Because of their Acts of the Apostless of hubris, Creon and Oedipus are both punished badly. They lose everything they love and all they value. They finally see the mistake of their ways, but by the clip they do it is already excessively late. Oedipus finds out that he is the individual who killed his male parent. He discovers that he is married to his female parent and that he has had kids with her. Once Oedipus finds out these hideous secrets of his life, he can non bear to look upon another life psyche. He rushes into Jocasta s sleeping room and takes two long gold pins ( 237 ) . He so digs them down into his sockets ( 237 ) . This act of self mutilation is Oedipus s penalty. He is turned from an chesty swayer into a low blind adult male in the wink of an oculus. This is how the Gods punished him. They gave him all the heartaches in the universe that you can call ( 237 ) Creon receives a really similar penalty. He excessively, loses wholly he deems valuable in the universe. Creon will non let Haemon to get married Antigone. He condemns their matrimony and greatly distresses his boy, Haemon. As a consequence of Creon s actions, Haemon commits self-destruction, his blood spilled by his really manus ( 120 ) . Eurydice, Creons s married woman, besides kills herself. She is so wracked with anguish by Haemon s self-destruction, that she stabbed herself at the communion table ( 126 ) . Creon murdered his boy and his married woman. ( 127 ) . He has nowhere to tilt to for support ( 127 ) and no-one to look to ( 127 ) . The chorus sums up his and Oedipus s destiny when they say The mighty words of the proud are paid in full with mighty blows of destiny, and at long last those blows will learn us wisdom ( 128 )
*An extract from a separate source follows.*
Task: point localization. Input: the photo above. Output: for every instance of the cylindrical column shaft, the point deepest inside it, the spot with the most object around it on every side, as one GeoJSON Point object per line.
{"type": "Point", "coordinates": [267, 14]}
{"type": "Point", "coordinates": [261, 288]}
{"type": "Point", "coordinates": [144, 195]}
Creon and Oedipus were evidently really similar people. They both rose through opportunity and circumstance and they both fell because of their flashiness and hubris. Creon started off as a really different individual to Oedipus. But one time he became male monarch, he instantly became an about indistinguishable individual to Oedipus. He was roseola, unthinking and uncaring. This resulted in his ruin merely as it caused Oedipus.